Government launches new tourism campaign promoting the Himalayas, tweaks rules for climbers and trekkers
Indian authorities announced that they will be substantially discounting certain peak fees for climbers visiting the Himalayas. They also announced a potential easing of rules that currently block or severely restrict the use of most satellite phones by expeditions, though details are thin at the time.
India’s Ministry of Tourism launched a new marketing campaign, called the “777 Days of the Indian Himalayas”, due to run for over two years. The Ministry announced that it would discount by 50% all peak fees for the duration of a newly launched campaign to promote the Indian Himalayas. The government is also looking into opening up airfields in remote gateway Himalayan areas to help accessibility and travel.
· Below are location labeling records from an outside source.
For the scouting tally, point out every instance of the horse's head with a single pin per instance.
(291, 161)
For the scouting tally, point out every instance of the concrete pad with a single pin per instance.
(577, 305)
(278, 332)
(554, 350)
The Indian state of Uttarakhand announced that it was waiving all state peak fees for mountains within that state – which includes most of India’s iconic summits above 6000m – including Shivling, Meru, Thalay Sagar, the Bhagirathi peaks, Kamet and many others.
Almost all foreign expeditions to India are required to pay a permit fee to the government for the peak they plan to attempt – this fee ranges from USD 100 for a two person party interested in trekking peaks to USD 1000 for two persons on an expedition to a peak above 7,001 mts. The handling charges go up if the number of people increase in the expedition. The fees are determined based on the height of the mountain, and the state in which it’s located. Apart from the central government, some states also charge additional local fees.
In recent years, peak fees had increased substantially, making it difficult to access many climbs in the country. Climbing traffic had also dropped over the years. The campaign’s inaugural function was held today at the Ashok hotel in New Delhi, where well-known climber and The North Face team leader Conrad Anker was flown in for a day to be the keynote speaker. He presented video clips of climb of Meru Sharksfin, a notoriously difficult route in the Gangotri region in India. Anker, Jimmy Chin and Renan Ozturk made the first ascent of the feature in 2011.
Uttarakhand was recently hit by a series of devastating floods in which nearly 5,000 people are believed to have perished. According to industry estimates, the flash floods caused nearly Rs.1, 200 crores (USD 2.2 billion) worth of revenue loss to the tourism sector of the state.